Furthermore, in the case of slow playback, especially in the case of azimuth recording, it is necessary to track and scan a fixed recording track in order to make the image move smoothly.
If the search is performed completely freely, the recording track closest to the magnetic head is often scanned at the starting point, which may result in a slow slow playback image lacking in smoothness, but in this invention, the recording track is scanned in the specified order. Scanning can be performed.

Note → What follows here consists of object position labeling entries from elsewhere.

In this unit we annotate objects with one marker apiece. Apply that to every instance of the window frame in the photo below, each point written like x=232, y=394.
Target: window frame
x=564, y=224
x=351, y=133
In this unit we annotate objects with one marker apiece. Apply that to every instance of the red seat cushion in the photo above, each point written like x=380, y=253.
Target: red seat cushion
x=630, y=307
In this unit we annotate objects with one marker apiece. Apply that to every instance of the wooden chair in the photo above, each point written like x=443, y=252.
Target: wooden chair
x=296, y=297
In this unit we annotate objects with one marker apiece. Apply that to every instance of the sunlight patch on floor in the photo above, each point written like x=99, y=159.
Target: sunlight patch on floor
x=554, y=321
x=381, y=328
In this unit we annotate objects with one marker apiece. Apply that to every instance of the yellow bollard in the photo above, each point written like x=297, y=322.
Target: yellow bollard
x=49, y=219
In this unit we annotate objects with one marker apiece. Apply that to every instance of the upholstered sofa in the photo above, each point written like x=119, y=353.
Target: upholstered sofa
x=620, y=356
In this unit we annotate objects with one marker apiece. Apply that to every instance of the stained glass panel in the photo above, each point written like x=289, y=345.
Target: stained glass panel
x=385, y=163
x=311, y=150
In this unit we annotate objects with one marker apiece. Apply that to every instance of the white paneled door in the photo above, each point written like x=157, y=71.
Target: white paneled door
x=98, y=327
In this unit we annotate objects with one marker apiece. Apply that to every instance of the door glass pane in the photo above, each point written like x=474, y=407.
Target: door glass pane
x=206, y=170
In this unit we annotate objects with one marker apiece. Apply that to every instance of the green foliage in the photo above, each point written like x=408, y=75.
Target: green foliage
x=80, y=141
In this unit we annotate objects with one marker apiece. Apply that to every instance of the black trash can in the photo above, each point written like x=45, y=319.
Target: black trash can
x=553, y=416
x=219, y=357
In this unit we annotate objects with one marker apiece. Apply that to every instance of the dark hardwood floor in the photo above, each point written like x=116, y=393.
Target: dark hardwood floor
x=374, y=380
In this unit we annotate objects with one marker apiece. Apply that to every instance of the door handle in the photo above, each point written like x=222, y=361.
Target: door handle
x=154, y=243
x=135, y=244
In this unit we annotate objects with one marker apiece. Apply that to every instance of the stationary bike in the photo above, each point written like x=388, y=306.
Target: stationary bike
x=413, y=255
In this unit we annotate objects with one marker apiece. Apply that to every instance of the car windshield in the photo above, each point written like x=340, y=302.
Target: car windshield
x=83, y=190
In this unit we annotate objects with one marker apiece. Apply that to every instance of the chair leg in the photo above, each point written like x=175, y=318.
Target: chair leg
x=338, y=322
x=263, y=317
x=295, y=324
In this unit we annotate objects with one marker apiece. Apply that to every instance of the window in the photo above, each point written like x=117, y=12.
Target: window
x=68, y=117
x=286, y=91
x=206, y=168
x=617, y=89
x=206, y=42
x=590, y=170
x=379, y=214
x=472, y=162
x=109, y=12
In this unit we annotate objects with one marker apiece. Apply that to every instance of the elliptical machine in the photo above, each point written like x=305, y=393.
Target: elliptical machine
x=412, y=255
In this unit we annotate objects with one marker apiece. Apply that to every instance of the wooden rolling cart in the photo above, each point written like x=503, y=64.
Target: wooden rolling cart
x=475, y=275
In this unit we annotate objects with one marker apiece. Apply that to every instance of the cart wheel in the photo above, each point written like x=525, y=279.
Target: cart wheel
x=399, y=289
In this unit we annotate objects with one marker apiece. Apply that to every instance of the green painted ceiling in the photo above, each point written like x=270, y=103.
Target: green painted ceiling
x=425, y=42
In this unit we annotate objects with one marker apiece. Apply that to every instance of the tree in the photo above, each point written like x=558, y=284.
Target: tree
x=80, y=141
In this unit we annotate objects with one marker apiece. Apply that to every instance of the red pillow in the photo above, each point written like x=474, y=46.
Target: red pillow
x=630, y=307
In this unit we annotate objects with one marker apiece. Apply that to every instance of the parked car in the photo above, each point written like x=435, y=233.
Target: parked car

[Brief explanation of the drawing]

Fig. 1 is a diagram showing the relationship between the recording track on the magnetic tape and the scanning locus of the reproducing head, Fig. 2 is a diagram showing the envelope characteristics of the output of the reproducing head, and Fig. 3 is a diagram showing the magnetic head moving means used in the present invention. 4 is a block diagram showing the basic configuration of the present invention, FIG. 5 is a waveform diagram explaining the same operation, and FIG. 6 is a diagram showing the scanning locus of the playback head during still playback and double speed playback. FIG. 7 is a diagram showing the amount of movement of the playback head during still playback, 1/4 slow playback, and triple speed playback, and FIG. 8 is a block diagram showing an embodiment of the present invention. 7... Magnetic head, 12... Oscillator, 13...
Adder, 14... Bimorph drive circuit, 15...
Bimorph (electro-mechanical converter), 16... Bandpass filter, 17... Synchronous detection circuit, 18...
... Smoothing circuit, 19 ... Phase shifter, 31 ... Waveform generator, 32 ... Changeover switch.

Claims (1)

[Scope of utility model registration request] Prepare multiple signal waveforms set in advance based on the vertical synchronization signal according to the tape running speed, select the signal waveform according to the tape running speed, and combine the selected signal waveform with a constant frequency. and a search signal to an electro-mechanical converter,
Move the position of the magnetic head attached to this,
A tracking control device characterized in that an envelope fluctuation of a magnetic head output signal caused by the search signal is detected and negatively fed back to the electro-mechanical converter as an error signal.